En effet, en Espagne, depuis 2000, il est obligatoire de réaliser une étude géotechnique avant toute nouvelle construction en zone exposée au risque RGA. Sans cette étude, il n'est pas possible de souscrire une assurance décennale, une condition indispensable à l'inscription au registre de la propriété. Toujours en Espagne, les règles de l'art en matière de construction prévoient, dans les zones exposées au risque RGA, des profondeurs de fondations de 3 mètres à 3,5 mètres, très supérieures aux règles en vigueur en France69(*).

En s'appuyant sur les premiers retours d'expérience liés à l'application des mesures prévues par la loi Élan ainsi que sur le modèle en vigueur en Espagne, le rapport « Langreney » recommande ainsi de « réaliser à très bref délai, une réévaluation de la loi Élan, pour aller probablement dans le sens d'un rehaussement de l'exigence d'étude de sol, ou, à défaut, la réalisation de fondations plus sécuritaires ». Le rapport préconise aussi que ces recommandations renforcées alimentent les documents techniques unifiés (DTU) et que les dispositifs de contrôle de l'application des mesures de construction soient renforcés.

Le renforcement des contrôles relatifs à l'application des règles de construction introduites par la loi Élan avait également été recommandé par la Cour des comptes dans un rapport de 2022 qu'elle avait consacré au phénomène de RGA70(*).

Des contrôles pourraient notamment être réalisés en amont lors de l'instruction du permis de construire par les mairies, avec l'appui si besoin des direction départementales des territoires, ainsi qu'en aval lors de la délivrance du certificat de conformité des travaux.

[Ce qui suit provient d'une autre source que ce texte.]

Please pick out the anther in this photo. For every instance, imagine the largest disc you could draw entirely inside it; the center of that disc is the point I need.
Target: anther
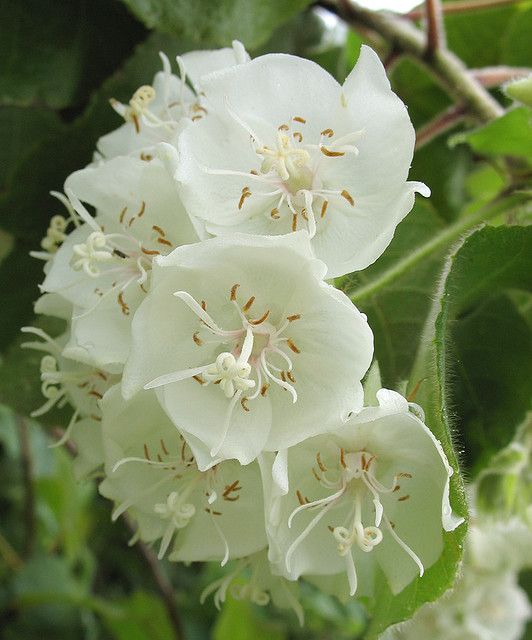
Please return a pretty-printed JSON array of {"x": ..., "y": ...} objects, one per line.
[
  {"x": 331, "y": 154},
  {"x": 248, "y": 304},
  {"x": 124, "y": 307},
  {"x": 197, "y": 339},
  {"x": 345, "y": 194},
  {"x": 292, "y": 346},
  {"x": 261, "y": 319},
  {"x": 234, "y": 288}
]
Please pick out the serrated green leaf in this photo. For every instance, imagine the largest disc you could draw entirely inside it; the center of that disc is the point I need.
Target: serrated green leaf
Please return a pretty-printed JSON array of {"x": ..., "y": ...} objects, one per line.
[
  {"x": 216, "y": 23},
  {"x": 509, "y": 135},
  {"x": 492, "y": 364}
]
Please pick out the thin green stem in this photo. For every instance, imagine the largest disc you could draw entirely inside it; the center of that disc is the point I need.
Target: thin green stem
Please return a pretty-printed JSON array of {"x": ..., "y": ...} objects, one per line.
[
  {"x": 447, "y": 68},
  {"x": 441, "y": 240}
]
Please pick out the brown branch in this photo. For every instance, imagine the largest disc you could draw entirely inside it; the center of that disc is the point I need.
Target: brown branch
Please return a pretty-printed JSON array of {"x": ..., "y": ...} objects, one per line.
[
  {"x": 435, "y": 31},
  {"x": 461, "y": 6},
  {"x": 27, "y": 477},
  {"x": 164, "y": 586},
  {"x": 448, "y": 69},
  {"x": 495, "y": 76},
  {"x": 440, "y": 124}
]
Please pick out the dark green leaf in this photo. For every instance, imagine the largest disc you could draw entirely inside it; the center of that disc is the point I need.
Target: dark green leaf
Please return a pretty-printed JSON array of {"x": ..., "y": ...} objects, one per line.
[
  {"x": 216, "y": 23},
  {"x": 56, "y": 57}
]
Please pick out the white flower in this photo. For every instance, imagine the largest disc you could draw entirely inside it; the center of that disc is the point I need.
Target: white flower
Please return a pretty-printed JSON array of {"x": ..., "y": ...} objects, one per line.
[
  {"x": 481, "y": 607},
  {"x": 251, "y": 579},
  {"x": 292, "y": 149},
  {"x": 65, "y": 381},
  {"x": 152, "y": 474},
  {"x": 376, "y": 490},
  {"x": 246, "y": 345},
  {"x": 157, "y": 113},
  {"x": 102, "y": 268}
]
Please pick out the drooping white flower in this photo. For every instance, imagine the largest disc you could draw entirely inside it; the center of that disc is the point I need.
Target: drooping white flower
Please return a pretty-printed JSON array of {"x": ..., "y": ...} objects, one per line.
[
  {"x": 158, "y": 112},
  {"x": 103, "y": 266},
  {"x": 376, "y": 490},
  {"x": 251, "y": 579},
  {"x": 153, "y": 475},
  {"x": 246, "y": 345},
  {"x": 65, "y": 381},
  {"x": 291, "y": 149}
]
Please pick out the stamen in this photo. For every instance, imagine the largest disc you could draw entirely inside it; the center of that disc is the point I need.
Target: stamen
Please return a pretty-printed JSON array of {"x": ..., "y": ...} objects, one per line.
[
  {"x": 331, "y": 154},
  {"x": 292, "y": 346},
  {"x": 345, "y": 194},
  {"x": 234, "y": 288},
  {"x": 261, "y": 319}
]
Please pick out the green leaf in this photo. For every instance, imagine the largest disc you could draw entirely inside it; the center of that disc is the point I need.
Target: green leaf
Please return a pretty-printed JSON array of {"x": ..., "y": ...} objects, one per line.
[
  {"x": 492, "y": 369},
  {"x": 143, "y": 617},
  {"x": 26, "y": 205},
  {"x": 57, "y": 66},
  {"x": 216, "y": 23},
  {"x": 239, "y": 621},
  {"x": 397, "y": 312},
  {"x": 509, "y": 135}
]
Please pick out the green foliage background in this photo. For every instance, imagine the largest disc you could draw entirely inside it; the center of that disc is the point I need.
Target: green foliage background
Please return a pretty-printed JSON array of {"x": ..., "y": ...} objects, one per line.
[{"x": 449, "y": 301}]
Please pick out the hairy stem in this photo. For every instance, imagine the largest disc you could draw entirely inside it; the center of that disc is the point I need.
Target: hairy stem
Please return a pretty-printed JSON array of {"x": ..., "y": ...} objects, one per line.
[
  {"x": 440, "y": 124},
  {"x": 447, "y": 68},
  {"x": 435, "y": 31},
  {"x": 462, "y": 6},
  {"x": 502, "y": 204},
  {"x": 27, "y": 475}
]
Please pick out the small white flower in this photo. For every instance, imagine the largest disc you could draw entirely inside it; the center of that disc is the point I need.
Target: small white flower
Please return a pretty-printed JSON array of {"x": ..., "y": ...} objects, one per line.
[
  {"x": 251, "y": 579},
  {"x": 103, "y": 267},
  {"x": 376, "y": 490},
  {"x": 292, "y": 149},
  {"x": 246, "y": 345},
  {"x": 157, "y": 113},
  {"x": 153, "y": 475}
]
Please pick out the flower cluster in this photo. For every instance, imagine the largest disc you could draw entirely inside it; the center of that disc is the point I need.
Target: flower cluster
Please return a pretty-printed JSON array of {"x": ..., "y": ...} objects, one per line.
[{"x": 214, "y": 374}]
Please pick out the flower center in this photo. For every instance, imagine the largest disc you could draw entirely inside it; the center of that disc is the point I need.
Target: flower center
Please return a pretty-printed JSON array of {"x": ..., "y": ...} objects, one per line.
[
  {"x": 353, "y": 479},
  {"x": 246, "y": 371}
]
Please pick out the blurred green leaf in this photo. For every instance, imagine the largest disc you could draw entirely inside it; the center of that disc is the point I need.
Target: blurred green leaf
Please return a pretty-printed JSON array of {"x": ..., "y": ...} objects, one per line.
[
  {"x": 239, "y": 621},
  {"x": 397, "y": 312},
  {"x": 216, "y": 23},
  {"x": 57, "y": 66},
  {"x": 509, "y": 135},
  {"x": 492, "y": 367},
  {"x": 143, "y": 617}
]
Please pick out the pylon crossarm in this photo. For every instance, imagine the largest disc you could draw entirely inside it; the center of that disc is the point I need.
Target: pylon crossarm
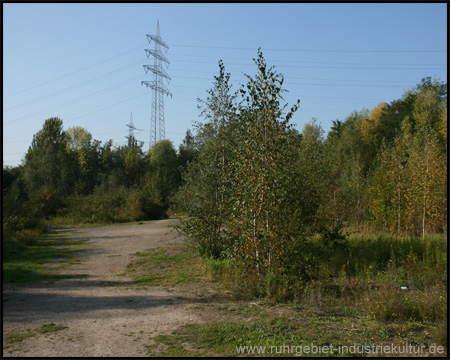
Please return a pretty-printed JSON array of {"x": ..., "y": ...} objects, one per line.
[
  {"x": 160, "y": 87},
  {"x": 156, "y": 70},
  {"x": 157, "y": 54}
]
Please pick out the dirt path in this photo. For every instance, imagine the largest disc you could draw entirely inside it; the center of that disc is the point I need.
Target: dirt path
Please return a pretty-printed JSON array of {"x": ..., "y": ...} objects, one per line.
[{"x": 101, "y": 320}]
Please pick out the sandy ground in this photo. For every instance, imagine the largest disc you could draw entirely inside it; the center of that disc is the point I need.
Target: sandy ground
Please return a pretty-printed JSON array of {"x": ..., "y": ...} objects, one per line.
[{"x": 102, "y": 320}]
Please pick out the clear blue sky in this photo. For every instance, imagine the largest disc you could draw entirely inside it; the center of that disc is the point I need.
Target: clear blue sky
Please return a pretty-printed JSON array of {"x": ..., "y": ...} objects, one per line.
[{"x": 83, "y": 62}]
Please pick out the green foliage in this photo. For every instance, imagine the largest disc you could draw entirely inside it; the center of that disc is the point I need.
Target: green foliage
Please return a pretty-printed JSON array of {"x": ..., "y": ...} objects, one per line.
[{"x": 25, "y": 253}]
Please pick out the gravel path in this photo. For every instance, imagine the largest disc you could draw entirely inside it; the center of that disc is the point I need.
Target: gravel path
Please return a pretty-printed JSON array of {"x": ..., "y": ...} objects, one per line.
[{"x": 101, "y": 320}]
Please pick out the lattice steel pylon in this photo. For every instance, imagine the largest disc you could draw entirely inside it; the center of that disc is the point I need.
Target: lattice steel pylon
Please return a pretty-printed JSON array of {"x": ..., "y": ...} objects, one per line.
[{"x": 157, "y": 124}]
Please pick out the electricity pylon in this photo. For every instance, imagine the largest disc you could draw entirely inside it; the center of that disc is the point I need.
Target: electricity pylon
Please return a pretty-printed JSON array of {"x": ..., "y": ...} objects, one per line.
[{"x": 157, "y": 124}]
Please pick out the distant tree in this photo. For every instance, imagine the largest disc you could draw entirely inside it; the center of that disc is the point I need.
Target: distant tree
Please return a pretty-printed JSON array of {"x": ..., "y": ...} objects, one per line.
[
  {"x": 163, "y": 162},
  {"x": 86, "y": 153}
]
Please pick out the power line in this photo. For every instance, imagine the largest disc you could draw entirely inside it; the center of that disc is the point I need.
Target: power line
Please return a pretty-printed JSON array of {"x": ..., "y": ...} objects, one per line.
[{"x": 72, "y": 73}]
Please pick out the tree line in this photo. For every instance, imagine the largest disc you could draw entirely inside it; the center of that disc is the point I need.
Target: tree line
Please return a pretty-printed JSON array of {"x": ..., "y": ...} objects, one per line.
[{"x": 259, "y": 192}]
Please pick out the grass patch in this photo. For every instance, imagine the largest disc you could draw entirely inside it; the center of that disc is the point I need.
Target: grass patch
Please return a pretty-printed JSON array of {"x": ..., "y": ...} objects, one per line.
[
  {"x": 268, "y": 333},
  {"x": 27, "y": 257},
  {"x": 166, "y": 266}
]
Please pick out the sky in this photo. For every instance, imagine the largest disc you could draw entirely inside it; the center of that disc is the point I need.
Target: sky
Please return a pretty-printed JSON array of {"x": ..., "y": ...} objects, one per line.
[{"x": 83, "y": 62}]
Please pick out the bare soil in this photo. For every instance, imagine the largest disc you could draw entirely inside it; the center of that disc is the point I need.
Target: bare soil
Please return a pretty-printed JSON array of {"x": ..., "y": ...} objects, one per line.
[{"x": 104, "y": 316}]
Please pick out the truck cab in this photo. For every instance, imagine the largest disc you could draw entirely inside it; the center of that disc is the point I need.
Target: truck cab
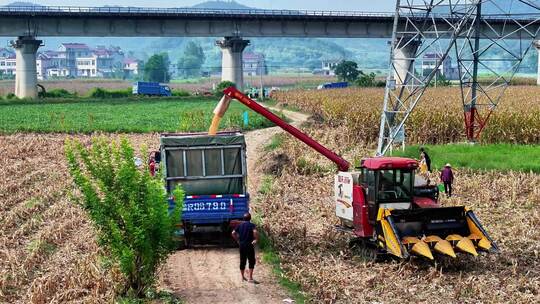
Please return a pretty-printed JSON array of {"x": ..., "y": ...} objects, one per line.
[
  {"x": 151, "y": 89},
  {"x": 213, "y": 173}
]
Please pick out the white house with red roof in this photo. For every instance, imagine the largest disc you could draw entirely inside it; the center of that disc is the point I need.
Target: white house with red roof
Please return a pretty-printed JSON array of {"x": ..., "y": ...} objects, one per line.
[
  {"x": 8, "y": 66},
  {"x": 254, "y": 64}
]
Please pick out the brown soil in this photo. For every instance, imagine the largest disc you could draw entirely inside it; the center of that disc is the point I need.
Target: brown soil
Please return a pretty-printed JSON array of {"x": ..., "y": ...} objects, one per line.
[{"x": 211, "y": 275}]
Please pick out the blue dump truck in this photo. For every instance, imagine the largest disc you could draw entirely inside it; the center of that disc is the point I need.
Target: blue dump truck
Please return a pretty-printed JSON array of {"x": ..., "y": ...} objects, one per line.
[
  {"x": 151, "y": 89},
  {"x": 212, "y": 171},
  {"x": 333, "y": 85}
]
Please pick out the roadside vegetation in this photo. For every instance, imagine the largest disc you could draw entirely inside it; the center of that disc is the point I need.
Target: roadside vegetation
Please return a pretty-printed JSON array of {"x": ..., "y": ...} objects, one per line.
[
  {"x": 121, "y": 115},
  {"x": 270, "y": 255},
  {"x": 128, "y": 208}
]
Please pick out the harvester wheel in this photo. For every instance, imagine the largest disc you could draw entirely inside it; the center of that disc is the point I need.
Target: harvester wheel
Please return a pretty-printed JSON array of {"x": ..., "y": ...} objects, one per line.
[{"x": 365, "y": 250}]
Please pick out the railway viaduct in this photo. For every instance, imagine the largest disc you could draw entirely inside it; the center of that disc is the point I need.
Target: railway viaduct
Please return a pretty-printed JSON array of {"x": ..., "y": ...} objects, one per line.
[{"x": 29, "y": 23}]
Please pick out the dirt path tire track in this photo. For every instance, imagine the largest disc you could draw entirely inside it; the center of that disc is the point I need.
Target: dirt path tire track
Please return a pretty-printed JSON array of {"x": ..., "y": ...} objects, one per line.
[{"x": 210, "y": 275}]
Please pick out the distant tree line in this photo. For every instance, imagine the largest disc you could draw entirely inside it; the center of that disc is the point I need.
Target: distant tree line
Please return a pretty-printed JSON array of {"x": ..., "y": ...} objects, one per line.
[{"x": 348, "y": 71}]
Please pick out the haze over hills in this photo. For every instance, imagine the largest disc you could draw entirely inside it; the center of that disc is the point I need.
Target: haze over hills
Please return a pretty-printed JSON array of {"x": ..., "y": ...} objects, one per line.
[{"x": 281, "y": 53}]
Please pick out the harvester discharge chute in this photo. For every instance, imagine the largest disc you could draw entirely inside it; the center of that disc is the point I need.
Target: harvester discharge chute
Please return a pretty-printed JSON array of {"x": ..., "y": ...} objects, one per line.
[
  {"x": 385, "y": 206},
  {"x": 428, "y": 231}
]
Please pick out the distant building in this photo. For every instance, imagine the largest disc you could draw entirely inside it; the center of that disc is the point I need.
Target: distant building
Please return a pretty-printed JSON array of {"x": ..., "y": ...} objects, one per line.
[
  {"x": 73, "y": 60},
  {"x": 5, "y": 53},
  {"x": 254, "y": 64},
  {"x": 430, "y": 61},
  {"x": 72, "y": 51},
  {"x": 131, "y": 67},
  {"x": 51, "y": 64},
  {"x": 328, "y": 66},
  {"x": 8, "y": 66}
]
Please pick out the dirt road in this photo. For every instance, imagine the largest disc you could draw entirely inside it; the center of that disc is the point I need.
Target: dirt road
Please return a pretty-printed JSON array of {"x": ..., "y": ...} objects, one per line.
[{"x": 211, "y": 275}]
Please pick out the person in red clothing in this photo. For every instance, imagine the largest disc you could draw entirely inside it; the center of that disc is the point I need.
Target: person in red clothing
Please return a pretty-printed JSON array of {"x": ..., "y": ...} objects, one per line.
[{"x": 447, "y": 177}]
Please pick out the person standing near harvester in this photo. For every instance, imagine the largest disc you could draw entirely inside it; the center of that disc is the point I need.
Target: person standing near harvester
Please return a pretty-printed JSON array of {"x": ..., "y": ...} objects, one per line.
[
  {"x": 424, "y": 155},
  {"x": 246, "y": 235},
  {"x": 447, "y": 177}
]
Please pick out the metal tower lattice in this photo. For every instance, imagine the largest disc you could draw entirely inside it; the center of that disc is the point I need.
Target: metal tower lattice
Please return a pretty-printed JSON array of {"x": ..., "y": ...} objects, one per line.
[{"x": 488, "y": 36}]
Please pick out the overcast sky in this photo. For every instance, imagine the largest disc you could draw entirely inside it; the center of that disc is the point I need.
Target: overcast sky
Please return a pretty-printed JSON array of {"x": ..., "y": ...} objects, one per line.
[{"x": 357, "y": 5}]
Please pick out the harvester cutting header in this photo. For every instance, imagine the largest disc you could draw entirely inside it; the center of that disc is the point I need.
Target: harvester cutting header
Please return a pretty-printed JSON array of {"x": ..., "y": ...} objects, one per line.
[{"x": 384, "y": 205}]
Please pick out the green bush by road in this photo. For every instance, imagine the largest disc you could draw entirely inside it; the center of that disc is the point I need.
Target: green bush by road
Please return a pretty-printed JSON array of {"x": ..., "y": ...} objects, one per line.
[{"x": 136, "y": 115}]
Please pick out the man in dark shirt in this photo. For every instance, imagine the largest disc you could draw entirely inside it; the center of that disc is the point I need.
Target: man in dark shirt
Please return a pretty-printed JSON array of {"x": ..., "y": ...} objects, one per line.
[
  {"x": 246, "y": 236},
  {"x": 427, "y": 158}
]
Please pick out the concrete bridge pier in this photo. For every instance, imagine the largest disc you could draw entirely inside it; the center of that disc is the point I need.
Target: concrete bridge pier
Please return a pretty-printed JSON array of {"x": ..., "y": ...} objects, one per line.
[
  {"x": 404, "y": 55},
  {"x": 536, "y": 44},
  {"x": 26, "y": 72},
  {"x": 231, "y": 64}
]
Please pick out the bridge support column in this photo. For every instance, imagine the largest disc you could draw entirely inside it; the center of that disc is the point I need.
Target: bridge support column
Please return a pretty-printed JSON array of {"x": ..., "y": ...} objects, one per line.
[
  {"x": 404, "y": 56},
  {"x": 231, "y": 64},
  {"x": 26, "y": 71},
  {"x": 537, "y": 46}
]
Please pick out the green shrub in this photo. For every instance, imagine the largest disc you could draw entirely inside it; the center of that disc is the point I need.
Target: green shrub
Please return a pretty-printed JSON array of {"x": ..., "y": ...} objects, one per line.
[
  {"x": 222, "y": 86},
  {"x": 128, "y": 208},
  {"x": 103, "y": 93},
  {"x": 366, "y": 80},
  {"x": 180, "y": 93}
]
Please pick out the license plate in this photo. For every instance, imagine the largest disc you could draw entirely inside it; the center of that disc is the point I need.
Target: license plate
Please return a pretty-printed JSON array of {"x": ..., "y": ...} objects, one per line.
[{"x": 206, "y": 206}]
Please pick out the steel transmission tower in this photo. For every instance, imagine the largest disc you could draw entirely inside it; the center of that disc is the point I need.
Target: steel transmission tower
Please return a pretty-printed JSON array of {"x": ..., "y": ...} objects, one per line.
[{"x": 487, "y": 36}]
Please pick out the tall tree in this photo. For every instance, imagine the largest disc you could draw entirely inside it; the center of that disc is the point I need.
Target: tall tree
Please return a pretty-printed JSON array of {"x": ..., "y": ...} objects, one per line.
[
  {"x": 156, "y": 69},
  {"x": 192, "y": 60},
  {"x": 347, "y": 71}
]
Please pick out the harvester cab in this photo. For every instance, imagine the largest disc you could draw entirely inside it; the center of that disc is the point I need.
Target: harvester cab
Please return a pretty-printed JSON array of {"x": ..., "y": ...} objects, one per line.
[
  {"x": 382, "y": 205},
  {"x": 386, "y": 208}
]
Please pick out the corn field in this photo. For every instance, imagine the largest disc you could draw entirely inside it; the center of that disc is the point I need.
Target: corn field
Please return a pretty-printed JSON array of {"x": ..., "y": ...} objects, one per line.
[
  {"x": 300, "y": 220},
  {"x": 48, "y": 252},
  {"x": 437, "y": 119}
]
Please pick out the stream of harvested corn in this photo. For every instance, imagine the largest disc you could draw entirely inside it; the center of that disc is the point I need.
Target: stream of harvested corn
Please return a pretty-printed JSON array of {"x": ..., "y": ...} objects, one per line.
[{"x": 215, "y": 125}]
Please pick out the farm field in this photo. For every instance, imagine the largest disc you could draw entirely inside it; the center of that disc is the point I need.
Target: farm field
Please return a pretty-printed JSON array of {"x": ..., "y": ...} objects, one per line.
[
  {"x": 300, "y": 221},
  {"x": 437, "y": 119},
  {"x": 83, "y": 86},
  {"x": 121, "y": 115},
  {"x": 500, "y": 157},
  {"x": 48, "y": 251}
]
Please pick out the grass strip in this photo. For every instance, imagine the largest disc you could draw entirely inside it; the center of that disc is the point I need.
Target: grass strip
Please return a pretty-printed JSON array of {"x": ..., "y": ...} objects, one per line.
[{"x": 270, "y": 254}]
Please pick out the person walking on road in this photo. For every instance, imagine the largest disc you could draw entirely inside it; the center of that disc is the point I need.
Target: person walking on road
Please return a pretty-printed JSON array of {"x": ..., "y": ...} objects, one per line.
[
  {"x": 425, "y": 156},
  {"x": 447, "y": 177},
  {"x": 246, "y": 235}
]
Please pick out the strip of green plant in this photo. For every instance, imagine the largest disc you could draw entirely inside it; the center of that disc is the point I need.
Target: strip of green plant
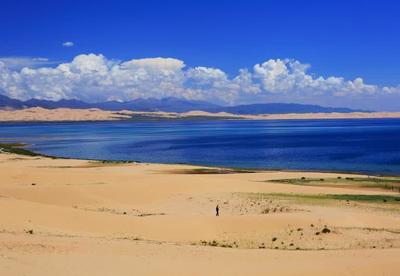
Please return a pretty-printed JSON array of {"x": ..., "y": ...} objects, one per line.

Pour que l'on ne se retrouve pas à constater à l'avenir des sinistres massifs sur le nouveau parc de maisons individuelles, le rapporteur considère que plusieurs mesures urgentes s'imposent :

- Prévoir la réalisation d'une véritable étude de sol de type G2 au moment de la cession d'un terrain constructible

Rendre obligatoire la réalisation d'une étude de sol approfondie avant la construction d'un bien, moyennant un cofinancement du fonds Barnier pour les ménages modestes ;

Augmenter la profondeur des fondations minimales réglementaires dans les zones exposées au phénomène de RGA ;

Renforcer les contrôles de l'application de ces règles de construction préventives.

Recommandation : renforcer les règles de construction en zones exposées au phénomène de RGA afin de prévenir la survenance de sinistres sur les maisons neuves.


* 63 Composée des articles L. 112-20 à L. 112-25.

* 64 Définissant les zones exposées au phénomène de mouvement de terrain différentiel consécutif à la sécheresse et à la réhydratation des sols argileux.

* 65 La précision du type et du contenu de cette étude géotechnique de conception a été apportée par le décret n° 2019-495 du 22 mai 2019 et un arrêté du 22 juillet 2020.

* 66 Notamment la norme NF DTU (document technique unifié) 13.11 relative aux fondations superficielles.

* 67 En particulier la direction de l'Habitat, de l'Urbanisme et des Paysages (DHUP) et la direction générale de la prévention des risques (DGPR).

* 68 80 centimètres au minimum en zone d'exposition moyenne et 1,20 mètre en zone d'exposition forte.

* 69 Pour rappel, 0,80 mètre de profondeur minimale pour les zones d'exposition faible à moyenne
et 1,20 mètre pour les zones d'exposition forte.

* 70 « Sols argileux et catastrophes naturelles », Cour des comptes, février 2022.